快猫短视频

Is GPS better than the Pentagon lets on?

CIVILIAN users of the US military鈥檚 Global Positioning System got an unexpected and tantalising treat last month. For about 19 hours on 20 April, while the US Air Force was searching for the wreckage of an A-10 ground attack aircraft missing in the Rocky Mountains, the satellite navigation system suddenly became far more accurate than usual鈥攊ndeed, apparently more accurate than the Pentagon admits it can be.

GPS satellites broadcast two signals. One is available to anyone, and the other is encrypted so that it is accessible only to the military. By measuring the time delay between signals from different satellites, civilian GPS receivers can generally calculate location to within 100 metres鈥攁lthough if signals are rebroadcast from a fixed receiver at a known position, it is possible to narrow this down to a few metres. According to the Pentagon, military GPS receivers are accurate to within about 20 metres, even without this refinement, known as differential GPS.
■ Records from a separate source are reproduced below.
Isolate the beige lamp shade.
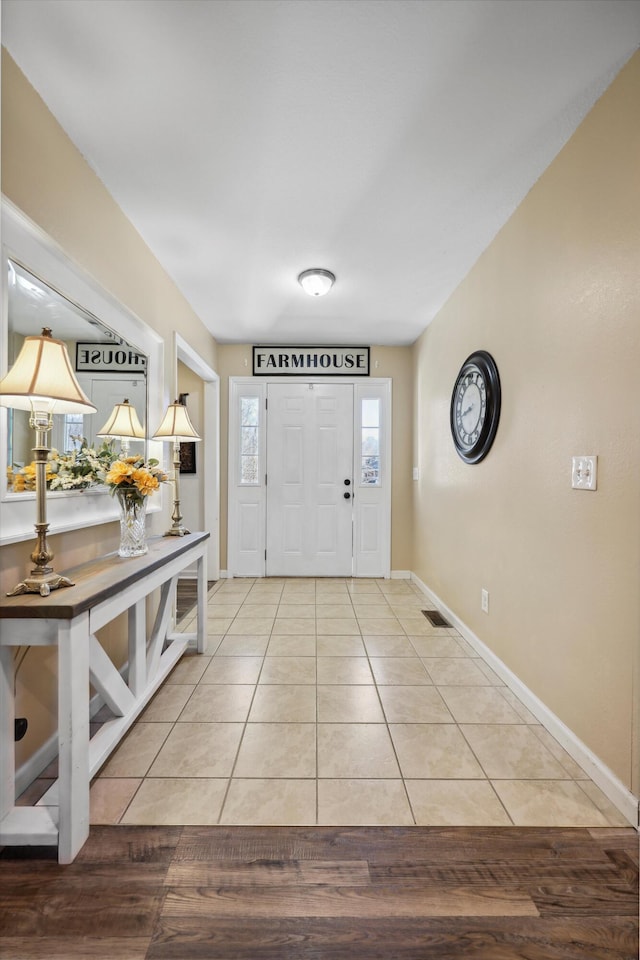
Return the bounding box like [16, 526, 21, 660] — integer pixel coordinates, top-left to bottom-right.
[96, 399, 145, 440]
[153, 401, 200, 443]
[0, 327, 96, 413]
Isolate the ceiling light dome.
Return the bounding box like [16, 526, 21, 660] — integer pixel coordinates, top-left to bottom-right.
[298, 267, 336, 297]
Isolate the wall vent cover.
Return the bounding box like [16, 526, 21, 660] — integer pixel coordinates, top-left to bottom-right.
[422, 610, 451, 627]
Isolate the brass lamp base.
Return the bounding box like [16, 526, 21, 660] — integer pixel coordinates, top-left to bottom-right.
[164, 523, 191, 537]
[7, 571, 74, 597]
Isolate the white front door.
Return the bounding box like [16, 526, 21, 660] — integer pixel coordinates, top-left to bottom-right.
[266, 382, 354, 577]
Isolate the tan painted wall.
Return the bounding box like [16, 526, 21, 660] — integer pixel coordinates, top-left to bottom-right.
[414, 55, 640, 793]
[217, 344, 413, 570]
[0, 50, 216, 764]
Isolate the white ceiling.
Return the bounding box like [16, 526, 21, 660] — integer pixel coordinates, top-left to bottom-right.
[2, 0, 640, 344]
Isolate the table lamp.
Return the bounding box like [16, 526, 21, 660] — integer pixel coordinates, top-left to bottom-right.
[0, 327, 96, 597]
[96, 398, 145, 457]
[153, 400, 201, 537]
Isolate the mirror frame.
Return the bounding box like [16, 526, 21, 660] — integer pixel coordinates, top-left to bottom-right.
[0, 197, 164, 546]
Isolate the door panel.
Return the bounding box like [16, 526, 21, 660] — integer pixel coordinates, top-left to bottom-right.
[267, 383, 353, 576]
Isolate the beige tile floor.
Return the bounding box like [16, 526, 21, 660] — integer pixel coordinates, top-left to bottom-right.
[85, 579, 627, 827]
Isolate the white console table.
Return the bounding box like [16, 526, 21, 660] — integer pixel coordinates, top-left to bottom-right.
[0, 533, 209, 863]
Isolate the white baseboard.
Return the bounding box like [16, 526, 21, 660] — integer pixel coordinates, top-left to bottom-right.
[411, 573, 640, 829]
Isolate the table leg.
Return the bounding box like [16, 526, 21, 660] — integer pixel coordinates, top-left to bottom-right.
[0, 647, 16, 820]
[58, 613, 89, 863]
[196, 554, 207, 653]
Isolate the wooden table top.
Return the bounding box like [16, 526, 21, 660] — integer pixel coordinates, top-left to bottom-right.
[0, 533, 209, 620]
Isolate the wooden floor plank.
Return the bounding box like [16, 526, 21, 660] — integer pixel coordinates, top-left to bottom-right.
[0, 827, 638, 960]
[147, 917, 637, 960]
[0, 937, 150, 960]
[162, 884, 538, 918]
[165, 860, 371, 887]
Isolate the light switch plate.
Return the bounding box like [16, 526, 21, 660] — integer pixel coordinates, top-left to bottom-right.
[571, 457, 598, 490]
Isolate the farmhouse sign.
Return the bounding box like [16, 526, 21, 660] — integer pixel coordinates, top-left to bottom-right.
[253, 346, 369, 377]
[76, 342, 147, 374]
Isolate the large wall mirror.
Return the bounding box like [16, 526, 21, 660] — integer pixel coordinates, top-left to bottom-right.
[0, 201, 164, 544]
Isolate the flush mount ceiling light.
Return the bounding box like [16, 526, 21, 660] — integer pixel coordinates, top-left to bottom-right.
[298, 267, 336, 297]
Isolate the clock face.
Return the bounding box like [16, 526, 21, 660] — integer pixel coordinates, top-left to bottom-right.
[450, 350, 500, 463]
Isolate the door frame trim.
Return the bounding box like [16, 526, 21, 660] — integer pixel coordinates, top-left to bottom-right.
[226, 375, 393, 579]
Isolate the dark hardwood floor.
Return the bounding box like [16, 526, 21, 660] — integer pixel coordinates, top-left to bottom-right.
[0, 826, 638, 960]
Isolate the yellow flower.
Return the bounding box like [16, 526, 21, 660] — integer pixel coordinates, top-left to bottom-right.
[131, 470, 160, 497]
[105, 460, 134, 486]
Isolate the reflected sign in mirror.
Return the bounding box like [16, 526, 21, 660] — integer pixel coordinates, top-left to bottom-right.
[6, 258, 147, 494]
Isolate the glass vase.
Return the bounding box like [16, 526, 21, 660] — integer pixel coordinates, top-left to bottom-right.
[116, 490, 149, 557]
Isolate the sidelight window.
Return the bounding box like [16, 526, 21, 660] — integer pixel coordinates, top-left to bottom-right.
[360, 397, 380, 486]
[240, 397, 260, 486]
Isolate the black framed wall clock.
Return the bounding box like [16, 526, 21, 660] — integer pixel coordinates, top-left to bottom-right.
[450, 350, 501, 463]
However, Stan Huntting, the author of a program called SA Watch, which estimates the error in the GPS signals, says that on 20 April civilian GPS receivers were providing locations with an accuracy of as little as 2 metres without the help of rebroadcasting.

The US Air Force Space Command, which operates the GPS satellites, confirms that the usual intentional inaccuracy in the civilian signal鈥攁 feature known as 鈥渟elective availability鈥濃攚as deactivated on 20 April. But Don Miles, a lieutenant-colonel and spokesman for the space command, refuses to say why.

One strong possibility, however, is that the satellites were being used to aid the search for an A-10 ground attack aircraft that disappeared during a training exercise in Arizona earlier in the month. Both civilian and military planes were scouring a mountainous region of Colorado for wreckage, and giving all of the aircraft involved access to the same high-quality satellite navigation signal would have helped speed the search.

Indeed, Huntting notes that shortly after the publicly available signal was returned to its usual level of accuracy the Pentagon announced that the wreckage had finally been located.

The Pentagon, which has had to rely in part on 鈥渇uzzy鈥 civilian GPS receivers because of a shortage of equipment that can receive the military broadcasts, also switched off selective availability at the start of the Gulf War to improve the civilian signal. 鈥淚n all the major conflicts we鈥檝e had to date, they鈥檝e turned it off,鈥 says Laurence Adams, a former president of the aerospace company Lockheed.

Adams also chaired a National Research Council panel which argued in 1995 that selective availability should be permanently deactivated (This Week, 10 June 1995, p 8). President Bill Clinton鈥檚 administration has promised to do this, but has not yet set a date.

Civilian GPS users were eagerly discussing the 20 April incident last week on the Internet, and are arguing that the Pentagon should be more forthcoming about the technical capability of its navigation system.